Ames catalog pages 111-115


----------



## ramit1313 (Feb 16, 2015)

*Ames Catalog*

That looks mostly to be rubber and drip rails. Or am I mistaken? I need all the chrome for all the windows and remember this is a post car.


----------



## Goat Roper (Oct 28, 2014)

ramit1313 said:


> That looks mostly to be rubber and drip rails. Or am I mistaken? I need all the chrome for all the windows and remember this is a post car.

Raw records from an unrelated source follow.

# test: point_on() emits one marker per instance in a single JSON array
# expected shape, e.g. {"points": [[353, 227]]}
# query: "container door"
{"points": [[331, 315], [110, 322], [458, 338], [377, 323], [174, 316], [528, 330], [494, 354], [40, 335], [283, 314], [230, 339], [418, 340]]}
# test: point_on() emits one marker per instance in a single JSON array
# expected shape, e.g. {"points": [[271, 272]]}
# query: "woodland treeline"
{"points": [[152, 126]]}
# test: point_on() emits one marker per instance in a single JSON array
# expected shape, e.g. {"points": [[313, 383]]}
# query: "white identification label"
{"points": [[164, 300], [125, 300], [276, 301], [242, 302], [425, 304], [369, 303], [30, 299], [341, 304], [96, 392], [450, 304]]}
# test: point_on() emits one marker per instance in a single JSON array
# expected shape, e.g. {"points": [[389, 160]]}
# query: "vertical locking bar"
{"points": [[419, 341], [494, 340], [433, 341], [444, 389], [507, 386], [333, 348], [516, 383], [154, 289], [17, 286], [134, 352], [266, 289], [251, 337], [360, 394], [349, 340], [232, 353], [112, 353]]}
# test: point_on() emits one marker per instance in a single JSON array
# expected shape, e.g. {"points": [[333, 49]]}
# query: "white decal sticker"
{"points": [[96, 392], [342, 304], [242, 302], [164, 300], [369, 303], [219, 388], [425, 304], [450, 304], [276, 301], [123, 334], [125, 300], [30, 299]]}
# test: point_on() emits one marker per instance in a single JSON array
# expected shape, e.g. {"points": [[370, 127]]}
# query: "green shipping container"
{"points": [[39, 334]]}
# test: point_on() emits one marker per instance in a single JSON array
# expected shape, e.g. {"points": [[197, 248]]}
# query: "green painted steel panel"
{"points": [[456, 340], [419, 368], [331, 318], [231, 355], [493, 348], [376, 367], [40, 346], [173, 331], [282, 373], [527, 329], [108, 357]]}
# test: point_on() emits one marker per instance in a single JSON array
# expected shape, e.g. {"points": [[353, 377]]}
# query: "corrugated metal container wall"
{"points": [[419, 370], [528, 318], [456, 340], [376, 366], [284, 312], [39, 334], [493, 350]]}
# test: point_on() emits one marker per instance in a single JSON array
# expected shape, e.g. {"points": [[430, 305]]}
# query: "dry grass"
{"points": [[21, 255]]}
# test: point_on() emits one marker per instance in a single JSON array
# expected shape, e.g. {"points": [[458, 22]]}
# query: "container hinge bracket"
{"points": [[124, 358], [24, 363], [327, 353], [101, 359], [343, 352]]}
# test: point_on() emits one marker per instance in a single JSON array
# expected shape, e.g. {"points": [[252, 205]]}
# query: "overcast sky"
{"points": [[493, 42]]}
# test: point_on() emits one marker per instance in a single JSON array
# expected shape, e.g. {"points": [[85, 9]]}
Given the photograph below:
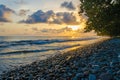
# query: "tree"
{"points": [[103, 16]]}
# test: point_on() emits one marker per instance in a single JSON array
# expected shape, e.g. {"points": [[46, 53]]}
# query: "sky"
{"points": [[40, 17]]}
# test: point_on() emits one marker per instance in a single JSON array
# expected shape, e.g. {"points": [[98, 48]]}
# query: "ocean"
{"points": [[22, 50]]}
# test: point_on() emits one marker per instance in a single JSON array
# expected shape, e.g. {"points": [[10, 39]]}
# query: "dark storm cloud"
{"points": [[51, 17], [4, 13], [68, 5]]}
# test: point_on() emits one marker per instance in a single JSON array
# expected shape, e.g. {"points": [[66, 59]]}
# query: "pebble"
{"points": [[93, 62]]}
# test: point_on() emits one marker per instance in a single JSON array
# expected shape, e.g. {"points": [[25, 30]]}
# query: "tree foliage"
{"points": [[103, 16]]}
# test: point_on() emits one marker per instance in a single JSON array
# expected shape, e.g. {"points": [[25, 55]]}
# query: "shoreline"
{"points": [[90, 62]]}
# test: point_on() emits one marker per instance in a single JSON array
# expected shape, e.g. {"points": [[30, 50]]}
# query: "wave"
{"points": [[6, 44], [35, 51]]}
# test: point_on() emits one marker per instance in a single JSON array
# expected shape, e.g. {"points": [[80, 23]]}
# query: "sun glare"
{"points": [[74, 27]]}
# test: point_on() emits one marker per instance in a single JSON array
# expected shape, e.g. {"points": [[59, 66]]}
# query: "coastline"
{"points": [[95, 61]]}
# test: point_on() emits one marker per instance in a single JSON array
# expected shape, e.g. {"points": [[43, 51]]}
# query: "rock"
{"points": [[78, 76], [106, 76], [92, 77]]}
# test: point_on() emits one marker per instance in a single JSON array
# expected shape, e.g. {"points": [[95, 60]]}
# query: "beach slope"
{"points": [[100, 60]]}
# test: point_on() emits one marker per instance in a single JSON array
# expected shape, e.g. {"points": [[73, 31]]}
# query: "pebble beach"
{"points": [[98, 61]]}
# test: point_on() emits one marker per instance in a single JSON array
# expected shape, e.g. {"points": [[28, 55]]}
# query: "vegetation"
{"points": [[103, 16]]}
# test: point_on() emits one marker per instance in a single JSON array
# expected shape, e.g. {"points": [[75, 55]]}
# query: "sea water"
{"points": [[22, 50]]}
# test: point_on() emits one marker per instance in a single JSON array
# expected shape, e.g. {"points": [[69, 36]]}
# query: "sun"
{"points": [[74, 28]]}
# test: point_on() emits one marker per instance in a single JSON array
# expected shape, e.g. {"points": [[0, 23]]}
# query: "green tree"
{"points": [[103, 16]]}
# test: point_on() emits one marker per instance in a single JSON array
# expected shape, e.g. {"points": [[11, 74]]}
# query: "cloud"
{"points": [[35, 29], [5, 13], [39, 16], [68, 5], [51, 17], [64, 17], [20, 2], [56, 30], [23, 12]]}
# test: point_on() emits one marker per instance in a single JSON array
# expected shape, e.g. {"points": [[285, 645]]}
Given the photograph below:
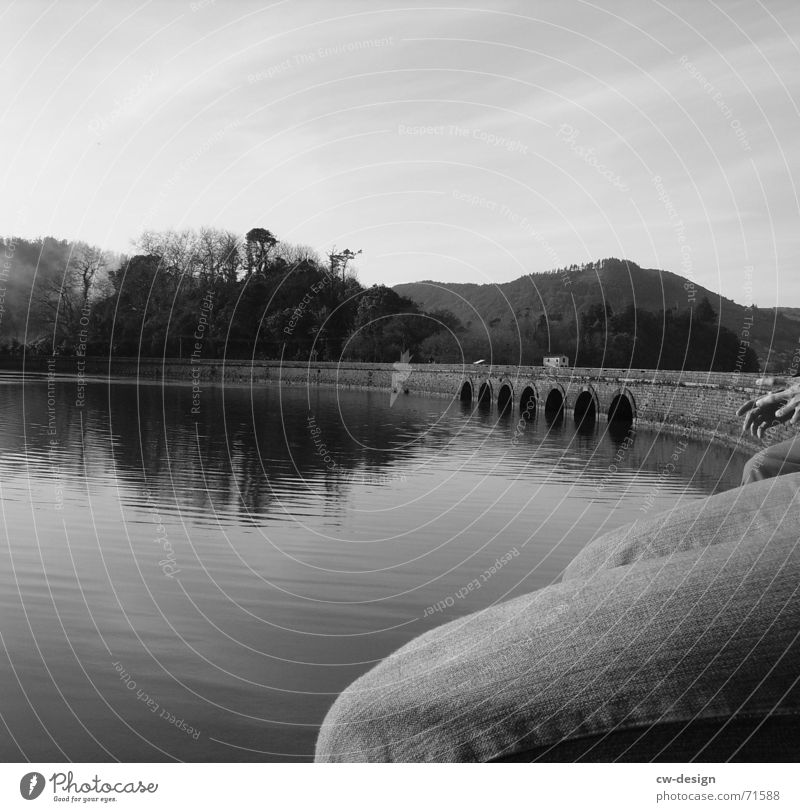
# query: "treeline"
{"points": [[212, 294], [689, 339]]}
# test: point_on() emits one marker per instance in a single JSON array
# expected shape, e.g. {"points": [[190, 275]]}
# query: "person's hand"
{"points": [[763, 412]]}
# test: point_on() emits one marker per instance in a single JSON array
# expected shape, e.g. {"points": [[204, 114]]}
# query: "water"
{"points": [[200, 587]]}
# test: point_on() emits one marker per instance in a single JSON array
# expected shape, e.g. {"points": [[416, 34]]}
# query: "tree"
{"points": [[259, 243], [339, 261]]}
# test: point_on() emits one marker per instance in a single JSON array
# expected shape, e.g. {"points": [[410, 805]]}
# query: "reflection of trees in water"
{"points": [[245, 449], [240, 452]]}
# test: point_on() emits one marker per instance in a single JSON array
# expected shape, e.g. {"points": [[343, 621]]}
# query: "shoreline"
{"points": [[434, 380]]}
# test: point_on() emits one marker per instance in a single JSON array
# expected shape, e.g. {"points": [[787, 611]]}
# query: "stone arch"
{"points": [[556, 403], [485, 395], [622, 408], [528, 401], [505, 397], [587, 407]]}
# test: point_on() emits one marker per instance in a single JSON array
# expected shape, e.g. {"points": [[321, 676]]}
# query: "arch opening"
{"points": [[585, 410], [621, 410], [505, 398], [554, 405], [527, 404]]}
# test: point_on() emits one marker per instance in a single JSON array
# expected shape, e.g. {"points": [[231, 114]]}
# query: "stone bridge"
{"points": [[695, 403], [700, 404]]}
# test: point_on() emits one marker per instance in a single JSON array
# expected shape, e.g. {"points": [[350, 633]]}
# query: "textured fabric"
{"points": [[771, 739], [745, 514], [775, 460], [702, 625]]}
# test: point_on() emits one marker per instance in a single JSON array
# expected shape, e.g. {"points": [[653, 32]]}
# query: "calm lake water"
{"points": [[200, 587]]}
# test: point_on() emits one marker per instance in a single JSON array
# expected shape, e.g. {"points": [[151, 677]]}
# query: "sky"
{"points": [[468, 144]]}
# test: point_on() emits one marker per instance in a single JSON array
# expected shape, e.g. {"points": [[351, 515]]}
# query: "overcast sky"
{"points": [[469, 144]]}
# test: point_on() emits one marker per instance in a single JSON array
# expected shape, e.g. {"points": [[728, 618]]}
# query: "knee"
{"points": [[754, 469]]}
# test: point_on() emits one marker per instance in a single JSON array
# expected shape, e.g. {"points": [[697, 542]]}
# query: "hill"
{"points": [[567, 294]]}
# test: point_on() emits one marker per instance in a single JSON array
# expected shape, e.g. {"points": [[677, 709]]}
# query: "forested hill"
{"points": [[565, 294]]}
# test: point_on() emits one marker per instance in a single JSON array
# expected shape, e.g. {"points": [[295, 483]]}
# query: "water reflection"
{"points": [[243, 561]]}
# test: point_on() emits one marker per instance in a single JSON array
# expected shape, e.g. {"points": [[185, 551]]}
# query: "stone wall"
{"points": [[699, 404]]}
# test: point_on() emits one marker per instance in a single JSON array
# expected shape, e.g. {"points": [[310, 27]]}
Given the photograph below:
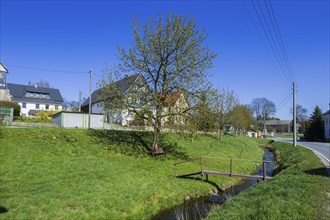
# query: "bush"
{"points": [[16, 107]]}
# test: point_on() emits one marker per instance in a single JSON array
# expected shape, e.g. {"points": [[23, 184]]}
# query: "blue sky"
{"points": [[82, 35]]}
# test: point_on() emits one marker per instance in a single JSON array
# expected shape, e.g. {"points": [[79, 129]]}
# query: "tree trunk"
{"points": [[156, 138], [157, 125]]}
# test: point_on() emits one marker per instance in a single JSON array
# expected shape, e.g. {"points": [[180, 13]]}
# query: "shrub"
{"points": [[16, 107]]}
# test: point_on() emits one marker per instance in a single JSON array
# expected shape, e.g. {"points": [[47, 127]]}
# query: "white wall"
{"points": [[78, 120], [97, 108]]}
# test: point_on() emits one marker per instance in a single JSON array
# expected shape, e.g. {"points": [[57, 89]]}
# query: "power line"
{"points": [[279, 38], [277, 48], [264, 43], [269, 40], [46, 70]]}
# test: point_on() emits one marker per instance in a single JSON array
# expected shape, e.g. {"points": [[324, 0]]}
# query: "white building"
{"points": [[32, 99], [126, 87], [326, 117]]}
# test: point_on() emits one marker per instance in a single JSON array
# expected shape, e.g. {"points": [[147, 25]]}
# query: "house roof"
{"points": [[19, 91], [3, 68], [122, 85]]}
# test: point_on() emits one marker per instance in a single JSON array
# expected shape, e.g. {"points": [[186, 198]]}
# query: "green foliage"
{"points": [[314, 130], [16, 107], [299, 191], [241, 118], [46, 114], [52, 173], [171, 56]]}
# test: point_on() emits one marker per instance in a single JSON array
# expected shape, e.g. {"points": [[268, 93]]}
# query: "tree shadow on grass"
{"points": [[200, 179], [136, 143]]}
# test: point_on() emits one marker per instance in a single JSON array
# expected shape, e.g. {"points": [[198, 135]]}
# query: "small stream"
{"points": [[200, 207]]}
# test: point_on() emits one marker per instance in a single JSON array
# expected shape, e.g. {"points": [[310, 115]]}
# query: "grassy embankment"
{"points": [[300, 191], [52, 173]]}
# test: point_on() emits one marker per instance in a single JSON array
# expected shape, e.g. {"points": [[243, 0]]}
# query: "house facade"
{"points": [[32, 99], [278, 125], [326, 117], [135, 91], [174, 105]]}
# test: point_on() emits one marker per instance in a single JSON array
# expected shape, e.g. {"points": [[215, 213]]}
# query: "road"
{"points": [[322, 150]]}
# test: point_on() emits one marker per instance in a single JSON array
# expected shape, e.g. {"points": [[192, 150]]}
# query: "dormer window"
{"points": [[37, 95]]}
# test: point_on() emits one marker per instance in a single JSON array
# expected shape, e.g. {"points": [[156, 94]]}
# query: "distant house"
{"points": [[125, 87], [326, 117], [278, 125], [129, 87], [32, 99]]}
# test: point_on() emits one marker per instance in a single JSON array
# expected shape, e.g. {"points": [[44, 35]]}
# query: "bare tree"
{"points": [[171, 56], [263, 108], [223, 104], [241, 118], [301, 113]]}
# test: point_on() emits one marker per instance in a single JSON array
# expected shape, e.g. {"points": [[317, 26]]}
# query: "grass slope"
{"points": [[49, 173], [299, 191]]}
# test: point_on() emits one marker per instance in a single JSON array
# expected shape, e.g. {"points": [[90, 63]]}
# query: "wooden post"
{"points": [[231, 167]]}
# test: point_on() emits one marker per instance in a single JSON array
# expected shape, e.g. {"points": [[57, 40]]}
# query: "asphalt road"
{"points": [[322, 150]]}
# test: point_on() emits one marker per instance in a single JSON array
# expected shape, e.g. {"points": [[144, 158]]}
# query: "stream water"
{"points": [[200, 207]]}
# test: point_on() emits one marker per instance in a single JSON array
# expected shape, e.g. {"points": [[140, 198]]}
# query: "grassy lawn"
{"points": [[299, 191], [71, 174], [288, 135]]}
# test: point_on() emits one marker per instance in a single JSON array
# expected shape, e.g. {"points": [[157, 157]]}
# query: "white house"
{"points": [[32, 99], [126, 87], [326, 117]]}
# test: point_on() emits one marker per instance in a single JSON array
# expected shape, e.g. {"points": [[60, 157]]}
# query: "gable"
{"points": [[31, 93], [122, 85]]}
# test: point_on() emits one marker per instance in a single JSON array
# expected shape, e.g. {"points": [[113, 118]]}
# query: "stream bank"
{"points": [[200, 207]]}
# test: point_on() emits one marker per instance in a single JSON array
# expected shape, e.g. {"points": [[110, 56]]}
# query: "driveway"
{"points": [[322, 150]]}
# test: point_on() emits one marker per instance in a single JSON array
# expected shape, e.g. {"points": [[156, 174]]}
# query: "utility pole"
{"points": [[90, 99], [79, 100], [294, 115]]}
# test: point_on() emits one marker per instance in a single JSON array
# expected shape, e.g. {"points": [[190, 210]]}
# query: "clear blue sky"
{"points": [[84, 35]]}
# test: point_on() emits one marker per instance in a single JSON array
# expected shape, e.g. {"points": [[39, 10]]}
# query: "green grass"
{"points": [[299, 191], [52, 173]]}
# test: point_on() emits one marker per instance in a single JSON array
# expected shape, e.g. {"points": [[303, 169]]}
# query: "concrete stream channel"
{"points": [[200, 207]]}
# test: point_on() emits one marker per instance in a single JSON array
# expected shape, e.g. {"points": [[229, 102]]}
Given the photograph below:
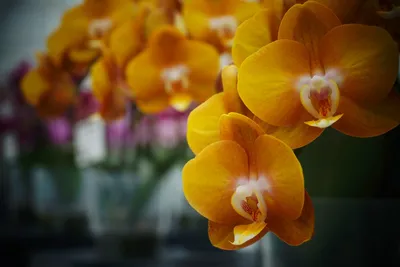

I didn't look to see if they had that trim and after reading it appears no set for the post coupe.
Maybe give them a call and see if they are in the works or maybe a source.

1-800-421-2637


----------



## rickm (Feb 8, 2012)

no one makes post car door trim for early gtos that I know of. its all hardtop stuff, probably because of production numbers. you can find restored pieces, you just have to look for them. usually expensive.


----------



## ramit1313 (Feb 16, 2015)

That seems to be the trouble that I'm having. No one seems to have any or make reproductions and I haven't found anybody with a set. Got a nice looking car with no window trim.  If any one hears of any please let me know.


----------



## rickm (Feb 8, 2012)

I bought a 2 sections awhile ago from Chicago muscle for my '65. you would have to check their inventory.


----------



## Helmerrock (Oct 2, 2013)

You see them on Ebay once in a while. I have a 67 post GTO and was able to collect a decent set over time. I have one or two leftover pieces. One vertical (I think for rear window, not sure right or left) and one beltline rear window.


----------



## geeteeohguy (Feb 2, 2008)

No repros available. And from what I've seen of the repro anodized belt mouldings, probably a good thing. Try Hemmings Motor News, Franks Pontiac Parts, Pontiac Heaven, etc. You should be able to come up with a set. Damaged stuff can be straightened and polished, etc.


----------



## ramit1313 (Feb 16, 2015)

Thanks for the help. I appreciate it.


----------



## FMFC motorsports (Mar 21, 2015)

I might have some laying aroubd


----------



## Pinion head (Jan 3, 2015)

Should have several pieces of nice anodized alum reveal moldings for base of '66 and 67 1/4 windows along with post door reveal moldings. Will not have trim for the upright surround of the 1/4 windows. Also have nice stainless front and rear window moldings.


----------